Continued from part 1

Dealing with physics

My original plan of simply reading the leads via an analog pin fell apart once I closed up the unit and retested. The values became sporadic and unreliable. The solution is to treat the original board as a pushbutton.

New configuration

  • plug a 2k resistor into 5v
  • from the other end of the resistor, run one lead to both:
    • digital pin 2
    • a pushbutton lead
  • run the other pushbutton lead to ground

The state of the button can now be read via pin 2

Testing the new configuration

I purchased a cheap electronics kit, complete with breadboard, resistors, LEDs, and power source.

easy button apart

More trouble

When I put everything together in a mock assembly:

  • The button responded poorly or not at all
  • The Easy Button to made noise (!?)

The source of the noise was a speaker attached to the pcb. I’m not sure why this behavior started, but desoldering it cleared up both issues.

first attempt at soldering

what a mess

The base

I found an acrylic Arduino case to use as the base.
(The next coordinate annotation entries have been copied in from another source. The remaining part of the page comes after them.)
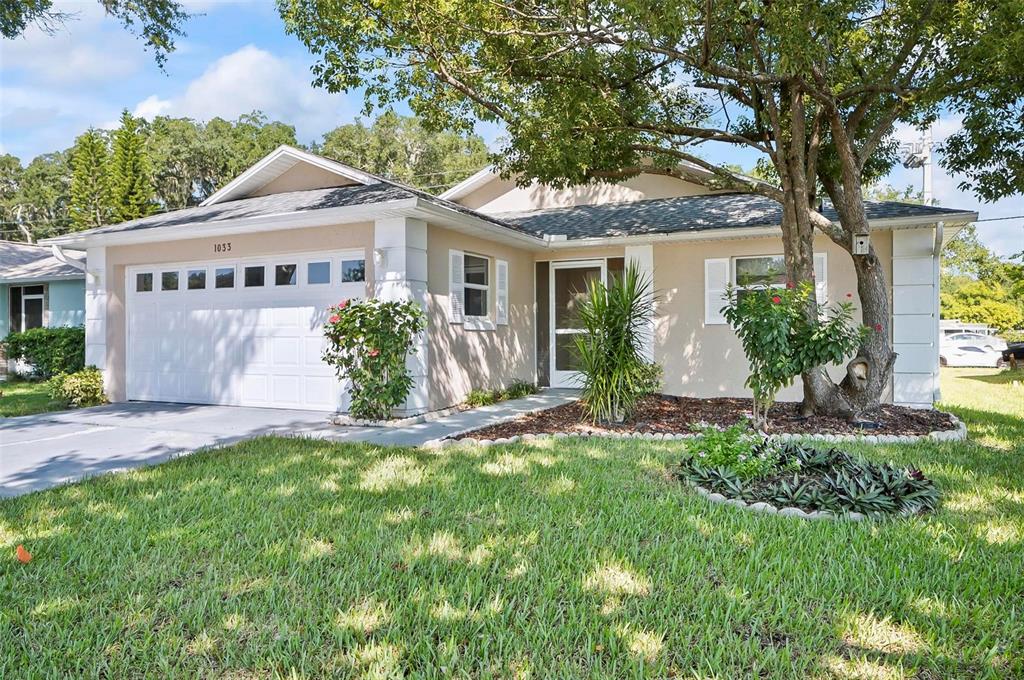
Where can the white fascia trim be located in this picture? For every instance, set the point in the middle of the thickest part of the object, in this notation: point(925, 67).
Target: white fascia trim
point(293, 220)
point(227, 190)
point(559, 242)
point(470, 183)
point(434, 212)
With some modification, It can be attached via two of the bottom screws of the button shell.

a case as the base

Closing it up

what a mess

what a mess

The software

The HID-Project library is used in a simple sketch to handle the button debounce and HID output. It could easily be modified to output as a keyboard instead.

Testing it out

Control Panel

In the Game Controllers control panel, the device registers as Arduino Leonardo. Pressing the button controls gamepad button 1.

validating the input

Kerbal setup

As mentioned in part 1, the only read-world purpose that I can think of at the moment is to use it as a launch stage binding in Kerbal Space Program. Simple bind it from the main menu. Make sure to unbind space bar in order to eliminate accidental staging (the whole point !)

validating the input

The final result

Mostly pointless? Yes, but it was an excuse to put an Arduino to work as well as provide an electronics refresher.